以上のような処理がn回繰り返され、これにより、n個のサンプル、つまり、n個の線形和τti(i=1、2、・・n)が得られる。
【0081】
このn個の線形和τti(i=1、2・・n)のうち、最小の値を取る線形和τtiがi'番目の線形和τti'である場合(ステップ2003)、駆動制御手段は、このi'番目の電動モータ130がトルク減少幅の大きい異常状態の電動モータ130であると判断する(ステップ2004)。
【0082】
本実施形態では、以上のような処理により、異常状態の電動モータ130を的確に特定することができる。
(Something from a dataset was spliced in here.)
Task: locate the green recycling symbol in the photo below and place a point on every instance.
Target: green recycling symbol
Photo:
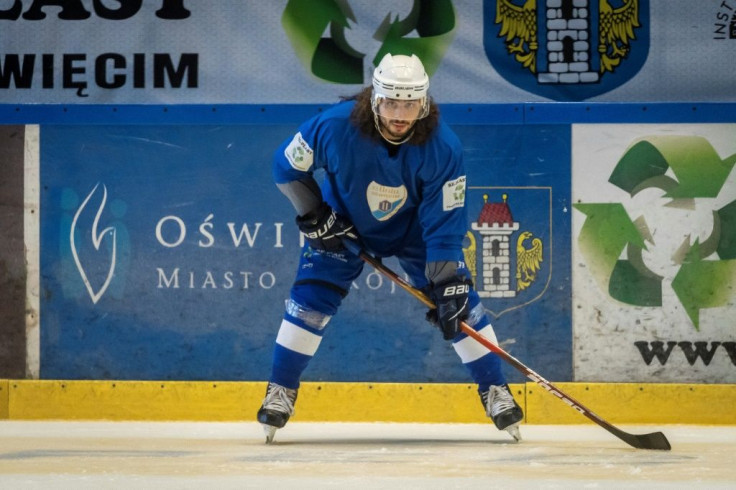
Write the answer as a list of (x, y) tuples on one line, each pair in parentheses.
[(608, 230), (333, 59)]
従って、例えば、その電動モータを電気的、機械的に切り離す(例えば、異常状態の電源モータに0のトルク指令値を出す)ことによって、さらに電動化航空機の安全性を向上させることができる。
【0083】
上記のように異常状態の電動モータ130を特定した時、τt−τp≦Δτであれば、異常状態の電動モータ130の制動トルクはほぼなく、その他の電動モータ130のトルクをn/(n−1)倍することで異常状態の電動モータ130のトルクを補うことができる。
【0084】
τt−τp>Δτの場合は異常状態の電動モータ130は制動トルクτbを発生しており、プロペラ110の運転状態を維持するには制動トルク分も補償する必要がある。
【0085】
このとき、駆動制御手段120は、異常状態であると判断されたi'番目の電動モータに対するトルク指令値を0(τmi'=0)に維持しながら、
図15に示すように、予め記録された回転数N、対気速度V、大気密度ρとプロペラトルクτpの関係から駆動制御手段120は回転数Nにおけるプロペラトルクτpを推定し、正常な電動モータ130のトルクの線形和とプロペラトルクτpの差分から制動トルクτbを推定する。
【0086】
上記の操作を、回転数Nを変化させながら行うことで、
図16に示すような異常状態発生後のモータ出力領域に関するデータ群を得てモデル化することができ、異常状態発生後もプロペラの動作点を任意に制御することができる。
【0087】
図17に示すような推進系を複数備える多発機においては、従来では正常な推進系の出力を異常推進系の出力状態に合わせて低減する又はラダーなどの舵角を調整することで機体の安定を保っていたが、本発明では、駆動制御手段120は、
図18に示すように予め記録された回転数N、対気速度V、大気密度ρと推力Tの関係と前記のように再構築した異常状態の発生した推進系の出力モデルを用いて、異常状態発生前の推力Tを維持することができる。
【0088】
また、
図16のように異常状態発生により発生前の出力領域が維持できない場合でも、前記のように異常状態発生後の出力特性モデルに基づき、ピッチ角βと回転数Nの組み合わせを調整することでプロペラ110の動作点を変更し、推力Tを維持できる。